The latest Government house building figures show that levels of new supply remain far below that needed to hit its ambition of one million homes by 2020.
Overall, 139,030 new homes were built in England in the year to June 2016, an increase of six per cent over the previous year, according to the latest quarterly ONS statistical release from the Department of Communities and Local Government (DCLG).
Annual housing starts totalled 144,280 in the year to June 2016, which was up 2% on the year to June 2015.
The figures indicate progress is being made, according to the Government.
“We’ve got the country building again with more new homes started and built than this time last year,” said communities secretary Sajid Javid. “This is real progress but there is much more to do. That’s why we are going further and increasing our investment in housebuilding to ensure many more people can benefit.”
Further headline figures in the statistical release include:
* On a quarterly basis, house building starts in England were estimated at 36,400 (seasonally adjusted) in the latest quarter, a 2% increase compared to the previous three months and 6% increase on a year earlier
* Completions were estimated at 34,920 (seasonally adjusted), 7% higher than the previous quarter and 2% lower than a year ago.
Private enterprise housing starts (seasonally adjusted) were 4% higher in the June quarter 2016 than the previous quarter whereas completions were 3% higher
* Starts by housing associations were 6% lower compared to the last quarter and completions 29% higher.
* All starts are now 112% above the trough in the March quarter 2009 but 26% below the March quarter 2007 peak
* All completions are 39% above the trough in the March quarter 2013 and 28% below their March quarter 2007 peak
Across he country, the figures showed “strong regional growth” according to DCLG, with high levels of completions demonstrated in London, Swindow and Wakefield.
Delivery in London saw 24% more homes being built in the year to June 2016 than the previous year with local authorities in Greenwich and Waltham Forest seeing completions soar 126% and 103% respectively over the same period.
While in Swindon and Wakefield completions were up 104% and 41% respectively.
“Councils and the Government both share the same ambition to build more homes. Bold new action is needed to solve our housing crisis and a renaissance in house building by councils must be at the heart of this,” said Councillor Martin Tett, housing spokesperson at the Local Government Association (LGA).
“We need to be building up to 250,000 a year to tackle our housing crisis. The private sector clearly has an important role to play but these figures only serve to confirm that they cannot build the homes we need on its own, and will likely be further restricted by uncertainties in the months and years ahead.
“Councils want to get on with the job of building the new homes that people in their areas desperately need.

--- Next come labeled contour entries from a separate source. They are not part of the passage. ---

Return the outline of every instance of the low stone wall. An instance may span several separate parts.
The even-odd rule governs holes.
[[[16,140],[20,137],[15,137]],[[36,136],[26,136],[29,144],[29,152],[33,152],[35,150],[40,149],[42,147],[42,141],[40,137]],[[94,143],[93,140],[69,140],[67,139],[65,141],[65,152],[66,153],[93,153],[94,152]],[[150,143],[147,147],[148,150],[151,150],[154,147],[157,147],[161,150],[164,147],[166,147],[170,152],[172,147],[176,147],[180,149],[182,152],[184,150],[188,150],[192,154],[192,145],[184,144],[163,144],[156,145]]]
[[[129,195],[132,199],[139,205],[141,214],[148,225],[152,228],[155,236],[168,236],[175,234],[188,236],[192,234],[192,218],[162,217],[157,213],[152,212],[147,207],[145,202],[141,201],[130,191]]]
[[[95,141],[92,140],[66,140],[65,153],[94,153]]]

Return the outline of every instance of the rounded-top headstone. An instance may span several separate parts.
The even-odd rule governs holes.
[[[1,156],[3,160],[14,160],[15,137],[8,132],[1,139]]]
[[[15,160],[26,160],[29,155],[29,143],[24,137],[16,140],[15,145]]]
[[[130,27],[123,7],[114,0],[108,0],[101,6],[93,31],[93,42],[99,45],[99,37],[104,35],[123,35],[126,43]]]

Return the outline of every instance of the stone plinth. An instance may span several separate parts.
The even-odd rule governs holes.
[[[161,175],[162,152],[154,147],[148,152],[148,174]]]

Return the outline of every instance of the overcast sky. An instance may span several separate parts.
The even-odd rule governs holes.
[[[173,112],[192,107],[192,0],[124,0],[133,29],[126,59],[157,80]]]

“If we are to stand any chance of solving our housing crisis, councils must be able to replace sold homes and reinvest in building more of the genuine affordable homes our communities desperately need now more than ever.”
Gavin Smart,, deputy chief executive of the Chartered Institute of Housing said: “The government’s latest house-building figures confirm there is still a lot to do to meet the level of supply we need. It’s an encouraging sign that the number of new starts is up, but we are still not building anywhere near the homes we need and with every passing quarter the target of a million new homes in the lifetime of this Parliament becomes harder to achieve.
“In recent weeks research has shown us that homeownership is at a 30-year low, private renting is at a 40-year high and homelessness continues to steadily rise.
“The latest house building figures, taken together with research demonstrating the challenges our housing market now faces are the clearest indication that the government must act in the Autumn Statement to make sure more homes are built and the organisations ready to build them are supported.”
Rod Lockhart, managing director of online mortgage lender LendInvest said: “The modest pace of the improvements is a concern. At the current rate, we will fall well short of the Government’s target of one million new homes by 2020, and fail to make inroads into the sharp housing shortage in the UK.
“The onus is on the Government to jumpstart the housebuilding industry. The large housebuilders are not keen to do more, so efforts must be focused on small and medium-sized builders. The rumoured £5bn Home Building Fund is a good start, but finance is not the only area holding these builders back. More has to be done to reduce the complexities of the planning system and open up access to land to build on.”